かつて『KIRIKO NAKAMURA』で、デザートだけのコース料理を提供し、世のグルマンを感動させた、中村氏の新たな挑戦。昨年末、期間限定で実現しました。クリエイションのヒントを得ようと西宇和も視察した中村氏。生産者と交流を深めることができ、『西宇和みかん』を作る喜び、苦労も知れたと振り返ります。
「ギュッと寒くなったとき、みかんの糖度が上がるのに、今年は昼夜の寒暖差があまりなく、苦労されているというお話でした。それと、印象深かったのは酸度のこと。酸味ってみかんにとって、とても大切で、酸度が上がらないと傷みやすくなるそう。そういうお話も聞けて良かった。みかんの成育には、水はけの良さが重要ということでしたけど、西宇和は段々畑になっていて、特に水はけがが良いということも、行ってみて実感できました。勉強になりました」
▶詳細は、TERROIR OF NISHIUWA/特徴的な地形が育む、伝統の西宇和みかんで進む、新たな価値観の創造。

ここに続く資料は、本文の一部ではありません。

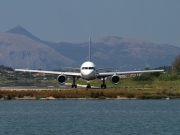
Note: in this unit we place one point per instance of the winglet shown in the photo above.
(89, 49)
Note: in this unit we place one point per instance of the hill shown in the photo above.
(21, 49)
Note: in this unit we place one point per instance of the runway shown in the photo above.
(50, 87)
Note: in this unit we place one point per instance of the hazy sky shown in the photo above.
(75, 21)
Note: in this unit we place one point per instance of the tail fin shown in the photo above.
(89, 49)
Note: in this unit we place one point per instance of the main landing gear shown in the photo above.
(103, 86)
(74, 82)
(88, 85)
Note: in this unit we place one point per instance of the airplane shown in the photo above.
(88, 72)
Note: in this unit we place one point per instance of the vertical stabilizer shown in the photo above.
(89, 49)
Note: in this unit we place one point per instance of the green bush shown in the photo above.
(143, 77)
(169, 77)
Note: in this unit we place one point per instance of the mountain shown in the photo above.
(20, 49)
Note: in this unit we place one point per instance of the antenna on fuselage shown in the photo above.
(89, 49)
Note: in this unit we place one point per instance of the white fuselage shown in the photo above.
(88, 71)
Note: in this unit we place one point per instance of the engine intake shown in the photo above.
(61, 79)
(115, 79)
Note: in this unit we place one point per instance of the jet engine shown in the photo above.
(115, 79)
(61, 79)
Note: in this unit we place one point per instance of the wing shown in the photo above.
(126, 72)
(50, 72)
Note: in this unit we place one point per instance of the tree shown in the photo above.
(176, 65)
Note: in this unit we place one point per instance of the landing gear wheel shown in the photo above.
(88, 86)
(74, 86)
(103, 86)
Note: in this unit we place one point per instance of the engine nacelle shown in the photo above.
(61, 79)
(115, 79)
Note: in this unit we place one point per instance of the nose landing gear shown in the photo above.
(74, 82)
(103, 86)
(88, 85)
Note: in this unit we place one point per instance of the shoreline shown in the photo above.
(91, 94)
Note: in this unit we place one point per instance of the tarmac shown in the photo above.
(56, 87)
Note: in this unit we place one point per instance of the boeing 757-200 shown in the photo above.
(88, 72)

テロワールオブ西宇和『西宇和みかん』の特性があって初めて創れたデザートコース。
「『西宇和みかん』は3つの太陽が美味しさの秘密」と地元の人は言います。段々畑の石垣は、3つめの太陽。白い石垣が陽光を受けて反射し、『西宇和みかん』の実を照らすのです。降り注ぐ太陽の光、陽光を受けて輝く海、そして、段々畑の石垣。美しく組まれた石垣は、現在の生産者の先代、先々代が山を耕し、積み上げていった大切な遺産。土壌も、牡蠣殻や塩抜きした海藻などを使って彼らが作ったと言います。今日では、マルチシートを敷き込むことで、4つめの太陽まで獲得。産地によっては農園内に、舗装道路を整備。5つめの太陽とする場合まであります。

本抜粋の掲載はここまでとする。